The researchers also discovered that AI models can detect subtle molecular differences across demographic groups. For example, the systems might identify mutations in cancer driver genes and utilize them as shortcuts for cancer type classification – a strategy that can reduce accuracy in populations where those mutations are less frequent.
“We found that because AI is so powerful, it can differentiate many obscure biological signals that cannot be detected by standard human evaluation,” Yu explained. Over time, this can lead AI models to prioritize signals more closely linked to demographics than to the disease itself, thereby diminishing diagnostic performance across diverse patient groups.
Collectively, Yu stated, these findings demonstrate that bias in pathology AI is influenced not only by the quality and balance of training data but also by how the models are trained to interpret visual information.

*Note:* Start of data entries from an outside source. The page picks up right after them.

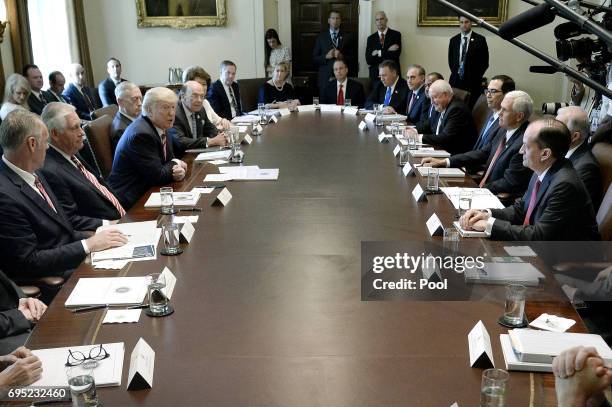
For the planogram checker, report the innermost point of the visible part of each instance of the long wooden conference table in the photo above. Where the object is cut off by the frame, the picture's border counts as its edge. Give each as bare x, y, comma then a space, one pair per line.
268, 308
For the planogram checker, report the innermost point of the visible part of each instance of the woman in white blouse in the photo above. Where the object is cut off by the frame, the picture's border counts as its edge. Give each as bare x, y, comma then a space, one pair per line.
16, 94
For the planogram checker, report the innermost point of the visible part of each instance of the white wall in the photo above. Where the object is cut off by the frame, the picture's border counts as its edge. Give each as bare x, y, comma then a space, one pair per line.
146, 53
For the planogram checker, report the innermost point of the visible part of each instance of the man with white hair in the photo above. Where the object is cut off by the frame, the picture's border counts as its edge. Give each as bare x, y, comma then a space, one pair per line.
129, 99
145, 154
78, 94
82, 194
455, 131
37, 239
586, 165
504, 164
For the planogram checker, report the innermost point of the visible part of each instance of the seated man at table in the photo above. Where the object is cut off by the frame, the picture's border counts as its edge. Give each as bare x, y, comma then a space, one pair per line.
192, 127
37, 239
84, 197
336, 92
500, 156
391, 91
145, 154
556, 205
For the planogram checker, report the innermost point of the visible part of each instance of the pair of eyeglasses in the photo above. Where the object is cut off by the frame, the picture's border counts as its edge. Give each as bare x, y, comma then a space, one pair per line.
76, 358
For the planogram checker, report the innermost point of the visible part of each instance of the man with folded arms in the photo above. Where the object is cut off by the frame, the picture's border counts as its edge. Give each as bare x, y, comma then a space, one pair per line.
556, 205
84, 196
37, 239
191, 124
145, 154
504, 164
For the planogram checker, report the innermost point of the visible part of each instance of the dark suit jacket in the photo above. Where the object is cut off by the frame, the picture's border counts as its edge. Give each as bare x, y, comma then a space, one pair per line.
373, 44
139, 162
457, 130
220, 102
80, 199
12, 321
183, 133
563, 210
353, 91
508, 173
414, 115
398, 97
106, 90
118, 126
325, 66
587, 167
76, 99
35, 241
476, 63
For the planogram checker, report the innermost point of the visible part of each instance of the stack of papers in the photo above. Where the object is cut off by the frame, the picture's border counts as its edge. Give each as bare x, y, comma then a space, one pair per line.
107, 373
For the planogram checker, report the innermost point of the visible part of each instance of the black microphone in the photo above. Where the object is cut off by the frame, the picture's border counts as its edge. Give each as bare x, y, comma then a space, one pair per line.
529, 20
547, 69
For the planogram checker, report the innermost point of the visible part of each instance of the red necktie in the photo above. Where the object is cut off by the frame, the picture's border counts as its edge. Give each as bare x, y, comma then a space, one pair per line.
42, 191
340, 100
532, 200
500, 148
107, 194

A New Approach to Reducing Bias: The Power of FAIR-Path
Following the identification of the bias sources, the researchers focused on developing corrective measures. They created FAIR-Path, a framework built upon contrastive learning, a machine-learning technique. This approach modifies AI training to emphasize critical distinctions – such as differences between cancer types – while minimizing attention to less relevant differences, including demographic characteristics.
When FAIR-Path was applied to the tested models, diagnostic disparities decreased by approximately 88 percent. “We show that by making this small adjustment, the models can learn robust features that make them more generalizable and fairer across different populations,” Yu said.
This result is encouraging, he added, because it suggests that significant reductions in bias are achievable even without perfectly balanced or fully representative training datasets.
Looking ahead, Yu and his team are collaborating with institutions globally to investigate pathology AI bias in regions with varying demographics, clinical practices, and laboratory settings. They are also exploring the adaptability of FAIR-Path to situations with limited data. Another area of interest is understanding how AI-driven bias contributes to broader disparities in healthcare and patient outcomes.
Ultimately, Yu concluded, the goal is to develop pathology AI systems that assist human experts by delivering fast, accurate, and equitable diagnoses for all patients. “I think there’s hope that if we are more aware of and careful about how we design AI systems, we can build models that perform well in every population,” he said.